Adapun 10 pejabat yang dilantik terdiri dari pejabat fungsional, administrator, dan pengawas yang akan bertugas di berbagai unit kerja Kemnaker. Mereka diharapkan mampu memperkuat kinerja organisasi serta mendukung terciptanya pelayanan ketenagakerjaan yang semakin profesional, responsif, dan akuntabel.
Daftar pejabat yang dilantik yakni Dr. dr.
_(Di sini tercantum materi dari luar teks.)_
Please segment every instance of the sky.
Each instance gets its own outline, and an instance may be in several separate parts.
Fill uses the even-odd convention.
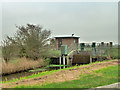
[[[4,2],[0,7],[1,40],[14,35],[15,25],[33,23],[51,30],[51,37],[74,33],[80,42],[118,42],[117,2]]]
Sudi Astono, M.S sebagai Pengawas Ketenagakerjaan Ahli Utama, Robiatul Adawiyah sebagai Arsiparis Ahli Muda, Muhammad Fertiaz sebagai Kepala Balai K3 Bandung, M.A. Habibi Kadir sebagai Kepala Balai K3 Kendari, Asmanidar Kuraisy sebagai Kepala Balai K3 Makassar, Intan Kusuma Dewi sebagai Kepala Subbagian Rumah Tangga dan Perlengkapan Sesditjen Binapenta, Husen Mauludin sebagai Kepala Bagian Umum dan Rumah Tangga Sesditjen Binalavotas, Wahyudi Eko Prasetiyo sebagai Kepala Subbagian Tata Usaha Direktorat Penyelesaian Perselisihan Hubungan Industrial, Raffi Wahyu Kusuma sebagai Kepala Subbagian Tata Usaha Direktorat Bina Kelembagaan K3, serta Indri Widiyastuti sebagai Kepala Subbagian Keuangan dan Perlengkapan PPSDM.
Melalui pelantikan ini, Kemnaker berharap penguatan K3 dan penerapan tata kelola yang akuntabel dapat semakin optimal sehingga mampu mendukung terciptanya dunia kerja yang aman, sehat, produktif, serta memberikan perlindungan yang lebih baik bagi seluruh pekerja di Indonesia.